JAKARTA – Hari Kanker Sedunia diperingati setiap tanggal 4 Februari sebagai upaya meningkatkan kesadaran global tentang kanker serta pentingnya pencegahan, deteksi dini, dan pengobatan penyakit ini.
Peringatan ini bertujuan untuk mengingatkan masyarakat akan dampak kanker dan mendorong tindakan konkret dalam pengendaliannya.
Latar Belakang dan Sejarah
Hari Kanker Sedunia atau World Cancer Day pertama kali diprakarsai oleh Union for International Cancer Control (UICC) pada tahun 2000 dalam Konferensi Kanker Dunia yang diselenggarakan di Paris, Prancis.
Dalam pertemuan tersebut, para pemimpin dunia menandatangani Piagam Paris yang berisi komitmen global dalam meningkatkan kesadaran, meningkatkan pencegahan, dan memperbaiki akses terhadap pengobatan kanker di seluruh dunia.

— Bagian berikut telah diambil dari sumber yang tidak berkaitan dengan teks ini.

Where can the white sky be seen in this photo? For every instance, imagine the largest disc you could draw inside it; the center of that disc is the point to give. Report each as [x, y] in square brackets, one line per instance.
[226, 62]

Sejak saat itu, Hari Kanker Sedunia diperingati setiap tahun dengan tujuan memperkuat komitmen global dalam mengurangi beban akibat kanker. Organisasi kesehatan dunia, seperti WHO dan berbagai lembaga kesehatan nasional, berperan aktif dalam menyebarluaskan informasi serta mendukung berbagai kampanye yang bertujuan untuk meningkatkan kesadaran masyarakat mengenai kanker.
Tema dan Kampanye Hari Kanker Sedunia
Setiap tahun, Hari Kanker Sedunia mengangkat tema khusus untuk menyoroti aspek tertentu dalam upaya melawan kanker. Beberapa tema yang pernah diusung antara lain:
- 2016-2018: “We Can, I Can” (Kita Bisa, Aku Bisa), yang menekankan bahwa setiap individu maupun kelompok memiliki peran dalam pencegahan dan pengendalian kanker.
- 2019-2021: “I Am and I Will” (Saya Adalah dan Saya Akan), yang mendorong setiap orang untuk mengambil langkah nyata dalam mengurangi risiko kanker.
- 2022-2024: “Close the Care Gap” (Menutup Kesenjangan Perawatan), yang berfokus pada kesetaraan akses layanan kesehatan bagi semua orang, terutama mereka yang berada di lingkungan dengan keterbatasan akses terhadap pengobatan kanker.
- 2025-2027: “United by Unique” (Disatukan oleh Keunikan), yang menempatkan orang-orang di pusat perawatan dan kisah mereka di inti perbincangan.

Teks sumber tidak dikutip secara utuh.